Like lots of folks, I begin autumn on August 1st and end it Nov 1st, with three harvests in between - and we're coming up on the final harvest, when all the things you've planted - physically, mentally, psychically, spiritually - come home to roost. (Mixed metaphor - let it go - I haven't had my coffee yet.) Harvest doesn't always give us what we want, but it invariably gives us what we need for our personal growth.
I remember many years ago when I first started to lift heavy - I didn't understand why I had so much trouble with bench pressing, because I was strong in daily life. Finally a guy (this was before the advent of separate weight rooms for men and women) told me that I wasn't actually pushing - I was just tensing up all my muscles and thinking I was pushing. And he was right. I did the mental, then the physical adjustment, and the bar went up easily.
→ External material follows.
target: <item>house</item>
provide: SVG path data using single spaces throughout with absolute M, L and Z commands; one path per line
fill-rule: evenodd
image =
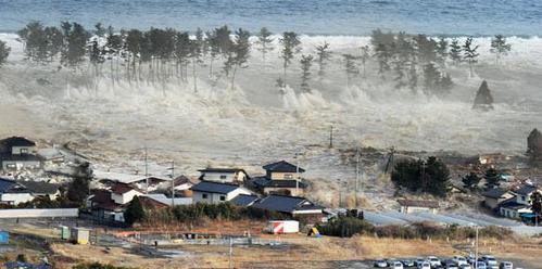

I, and maybe you, expend tremendous amounts of energy thinking about doing something. We prepare to do it, we rehearse it, we want it done, we see it done in our minds' eyes, but somehow the actual *doing* gets lost in the shuffle. The amount of time and energy I've spend griping and grieving over the (mostly clean - or at least it was) laundry spread all over the house far exceeds the amount it would have taken to fold it and put it away.
I approach loathsome activities, like cleaning floors, as if it will take all day, and rallying to do a day-long Yuck Task is very difficult, so the floors get worse and worse. If I'd just done the stupid floors in the beginning, it would have taken an hour, max, but by the time I've finished putting it off, it really does take most of the day.
Even things I know (or suspect) I'll enjoy - going for a walk, working on a book, meditating - gets put off until it appears monumental, instead of the pleasant little activity it was in the beginning. In terms of weight loss, it's "Oh dear God, I have to lose the weight of your average 8 year old - by tomorrow!" instead of realizing that a 5% loss in a couple months is a lot easier to approach and far, far less stressful to contemplate.
So after a year (or a lifetime) of waiting for some situation to reach crisis proportions and then declaring "All hands on deck!" and devoting a day, a week, or whatever was necessary to accomplish The Dreaded Task, this year I decided I'd try sowing a little moderation in everything. Less frantic activity, less planning and more gentle doing.
The harvest that seems to be coming in is mixed, but useful. I haven't lost any weight in a long time - even gained a bit, I suspect (my floors are so uneven, I can gain or lose 15 lbs my moving my foot) - but I am eating things besides raw or roasted vegetables.
I had the house in hand, but considered it "done" rather than "temporarily okay" and so now it looks almost like an episode of Hoarders - apparently I'm still working on the concept of doing a little each day rather than devoting whole weeks to overhauling my environment.
I did get a book out in time for Halloween, although it was only about a quarter the book I had in mind - but I understand that there's time for rewriting and all that later on. Meanwhile, there are new writing projects and a new Etsy shop in the works - and they can be approached gently, and like the enjoyable things they are, rather than rushed projects with only deadlines and profit margins as the end products.
In the diet and exercise world, I've finally figured out that *draws a deep breath* moderation really is key. A new exercise regimen doesn't have to begin with paralytic soreness, and new diet ideas, like juicing, don't have to be all or nothing - I now enjoy a green juice once or twice a day, but have regular food the other times. I know you've been telling me this for years, and my mother, God rest her, spent my entire lifetime trying to pound those concepts into me.
I spent most of last week sleeping - I don't know if I was fighting off a bug or just giving my subconscious time to assimilate some new ideas, but I woke at dawn this morning, ready to tackle the day. Notice how, for once, I didn't say "Tackle my Life"?
So this harvest seems to be a blend of Just Do It! and De-stress Rather Than Destruct. Carrying things in manageable amounts rather than Lazy Man's Loads. Breaking big tasks into a series of smaller ones. And instead of, "Oh, dear God, winter's just around the corner!", seeing October as the gift of 31 separate and wonderful days in which to work on accomplishing what I want in my life.